Análise · Música · Pop · 3 épocas

Olivia Rodrigo y el Camino del Artista

Da Disney a três Grammys com AZEDO. Análise de como Olivia Rodrigo construiu uma carreira baseada na honestidade emocional radical — e por que seu método é exatamente o que Julia Cameron defende em The Artist's Way.

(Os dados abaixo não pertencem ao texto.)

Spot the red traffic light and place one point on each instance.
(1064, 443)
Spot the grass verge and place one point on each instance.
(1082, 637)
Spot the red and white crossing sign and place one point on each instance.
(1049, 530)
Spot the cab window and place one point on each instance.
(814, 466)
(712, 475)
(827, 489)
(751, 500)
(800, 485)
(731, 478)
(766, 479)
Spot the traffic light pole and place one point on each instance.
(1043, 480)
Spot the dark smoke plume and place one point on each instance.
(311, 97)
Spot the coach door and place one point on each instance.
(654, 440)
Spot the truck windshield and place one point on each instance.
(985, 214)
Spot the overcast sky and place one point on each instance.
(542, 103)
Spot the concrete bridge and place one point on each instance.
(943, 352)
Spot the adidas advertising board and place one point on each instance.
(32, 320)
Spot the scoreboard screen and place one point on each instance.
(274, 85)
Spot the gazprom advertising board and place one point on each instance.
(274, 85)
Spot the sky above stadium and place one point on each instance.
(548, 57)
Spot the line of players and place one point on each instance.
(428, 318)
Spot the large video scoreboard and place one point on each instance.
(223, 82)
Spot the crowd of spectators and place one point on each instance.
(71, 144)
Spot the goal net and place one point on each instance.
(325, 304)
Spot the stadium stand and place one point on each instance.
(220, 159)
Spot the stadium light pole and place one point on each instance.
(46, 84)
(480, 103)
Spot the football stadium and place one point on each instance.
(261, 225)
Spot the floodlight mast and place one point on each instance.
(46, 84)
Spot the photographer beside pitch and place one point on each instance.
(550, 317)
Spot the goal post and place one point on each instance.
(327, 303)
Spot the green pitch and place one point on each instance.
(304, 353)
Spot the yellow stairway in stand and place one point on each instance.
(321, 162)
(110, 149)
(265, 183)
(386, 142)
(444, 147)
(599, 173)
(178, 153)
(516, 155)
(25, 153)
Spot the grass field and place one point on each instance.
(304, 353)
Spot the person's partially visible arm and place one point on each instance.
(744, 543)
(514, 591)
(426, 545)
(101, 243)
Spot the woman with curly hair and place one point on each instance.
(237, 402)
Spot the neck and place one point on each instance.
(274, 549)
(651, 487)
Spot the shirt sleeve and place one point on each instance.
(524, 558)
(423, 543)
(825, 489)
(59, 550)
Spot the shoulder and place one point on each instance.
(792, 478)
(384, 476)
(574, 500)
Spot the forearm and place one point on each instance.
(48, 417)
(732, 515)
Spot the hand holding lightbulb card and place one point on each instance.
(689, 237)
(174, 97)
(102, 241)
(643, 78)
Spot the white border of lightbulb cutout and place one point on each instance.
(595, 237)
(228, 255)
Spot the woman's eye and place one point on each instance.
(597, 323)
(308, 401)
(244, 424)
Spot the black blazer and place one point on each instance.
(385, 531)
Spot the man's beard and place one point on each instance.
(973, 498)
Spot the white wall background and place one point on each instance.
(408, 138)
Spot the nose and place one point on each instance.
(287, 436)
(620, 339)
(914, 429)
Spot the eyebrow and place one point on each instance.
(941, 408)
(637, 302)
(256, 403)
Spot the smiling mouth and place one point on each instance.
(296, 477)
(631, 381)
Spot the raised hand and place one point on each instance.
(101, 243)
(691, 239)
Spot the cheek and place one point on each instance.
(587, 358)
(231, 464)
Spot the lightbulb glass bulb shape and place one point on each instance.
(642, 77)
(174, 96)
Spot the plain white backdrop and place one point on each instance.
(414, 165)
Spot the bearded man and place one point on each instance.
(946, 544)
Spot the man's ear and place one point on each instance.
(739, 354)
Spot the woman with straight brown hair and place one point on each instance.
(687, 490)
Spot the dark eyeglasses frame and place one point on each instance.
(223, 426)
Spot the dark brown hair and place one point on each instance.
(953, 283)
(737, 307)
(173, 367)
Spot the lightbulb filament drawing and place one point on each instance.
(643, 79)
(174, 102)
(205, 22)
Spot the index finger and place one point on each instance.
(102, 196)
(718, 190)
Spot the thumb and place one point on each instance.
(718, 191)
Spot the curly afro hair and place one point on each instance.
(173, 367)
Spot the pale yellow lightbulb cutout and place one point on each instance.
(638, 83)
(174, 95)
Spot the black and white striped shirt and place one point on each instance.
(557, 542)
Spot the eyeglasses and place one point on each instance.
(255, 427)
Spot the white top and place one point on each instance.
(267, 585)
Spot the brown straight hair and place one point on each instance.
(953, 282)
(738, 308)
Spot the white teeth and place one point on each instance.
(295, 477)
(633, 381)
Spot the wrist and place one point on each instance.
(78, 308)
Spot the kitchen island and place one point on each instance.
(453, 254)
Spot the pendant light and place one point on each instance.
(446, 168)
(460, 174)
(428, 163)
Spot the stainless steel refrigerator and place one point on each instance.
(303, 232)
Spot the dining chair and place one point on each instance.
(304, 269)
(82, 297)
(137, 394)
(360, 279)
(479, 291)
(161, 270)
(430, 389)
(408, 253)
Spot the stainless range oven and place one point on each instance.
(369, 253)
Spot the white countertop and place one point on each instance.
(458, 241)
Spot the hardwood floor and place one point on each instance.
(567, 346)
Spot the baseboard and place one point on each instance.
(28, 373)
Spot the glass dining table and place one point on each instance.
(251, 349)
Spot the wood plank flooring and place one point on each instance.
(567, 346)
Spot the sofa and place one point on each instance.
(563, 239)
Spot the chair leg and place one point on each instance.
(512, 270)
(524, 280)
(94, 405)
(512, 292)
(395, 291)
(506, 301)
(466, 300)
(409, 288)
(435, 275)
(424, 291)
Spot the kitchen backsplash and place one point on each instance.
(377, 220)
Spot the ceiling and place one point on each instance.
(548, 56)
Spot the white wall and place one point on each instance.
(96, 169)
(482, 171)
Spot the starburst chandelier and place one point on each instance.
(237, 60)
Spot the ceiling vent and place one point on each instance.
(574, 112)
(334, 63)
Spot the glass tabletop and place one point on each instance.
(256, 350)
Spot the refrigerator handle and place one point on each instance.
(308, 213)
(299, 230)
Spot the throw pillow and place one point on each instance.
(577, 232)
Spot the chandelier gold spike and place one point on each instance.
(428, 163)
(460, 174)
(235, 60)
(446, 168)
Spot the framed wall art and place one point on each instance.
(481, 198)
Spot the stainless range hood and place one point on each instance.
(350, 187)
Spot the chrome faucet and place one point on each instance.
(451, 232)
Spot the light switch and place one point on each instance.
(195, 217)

26 de abril de 2026 · Leitura 10 min
Olivia Rodrigo se apresentando no Glastonbury 2025
Olivia Rodrigo se apresentando no Glastonbury Festival, 29 de junho de 2025. Foto: Raph_PH · CC POR 4.0

Olivia Rodrigo lançou seu primeiro single em janeiro de 2021, “carteira de motorista”, e em 8 dias foi número um em 25 países. Ele tinha 17 anos. Em 2021 publicou SOUR, em 2023 GUTS, ambos álbuns pop-rock confessionais que a estabeleceram como uma das novas vozes principais de sua geração. Sua carreira é relativamente curta — apenas 3 anos de sua carreira principal — mas já existem lições óbvias para quem deseja criar a partir da honestidade emocional.

Este post analisa seu processo criativo e o cruza com O Caminho do Artista de Julia Cameron, livro publicado em 1992 que continua a ser a referência mundial em criatividade sustentada.

Índice — 3 épocas + aulas
  1. Era pré-Disney e Disney (2015-2020)
  2. Era SOUR — a consagração (2021)
  3. Era GUTS — a consolidação (2023+)
  4. Resumo: lições de sua carreira

Era 1: Disney e a formação inicial

Olivia Rodrigo começou a cantar e atuar ainda criança: série Bizaardvark da Disney, depois High School Musical: O Musical: A Série. Lá ela aprendeu o ofício de atriz, o ofício de cantora, o ofício de se comportar diante das câmeras. O que muitos fãs consideram "a verdadeira era pré-Olivia" é, na realidade, os anos fundamentais de trabalho.

Cameron faz uma observação sobre isso: a “criança artista ferida” da maioria dos criadores se forma quando suas primeiras obras públicas são criticadas. Rodrigo, tendo começado tão jovem e em contextos protegidos (Disney), construiu uma base de confiança criativa antes de se expor ao julgamento em massa. Isso explica parte da força da SOUR.

Era 2: SOUR — a primeira grande obra

Maio de 2021. SOUR. 11 cortes. Pop-rock confessional sobre desgosto, ciúme, vulnerabilidade. Produzido principalmente com Dan Nigro. Ganhou 3 Grammys, incluindo Melhor Álbum Pop Vocal. As letras de “carteira de motorista”, “good 4 u”, “deja vu” são honestas ao ponto do desconforto. Rodrigo fez o que muitas estrelas pop não ousam: conte a versão específica da dor, não a versão universalizada.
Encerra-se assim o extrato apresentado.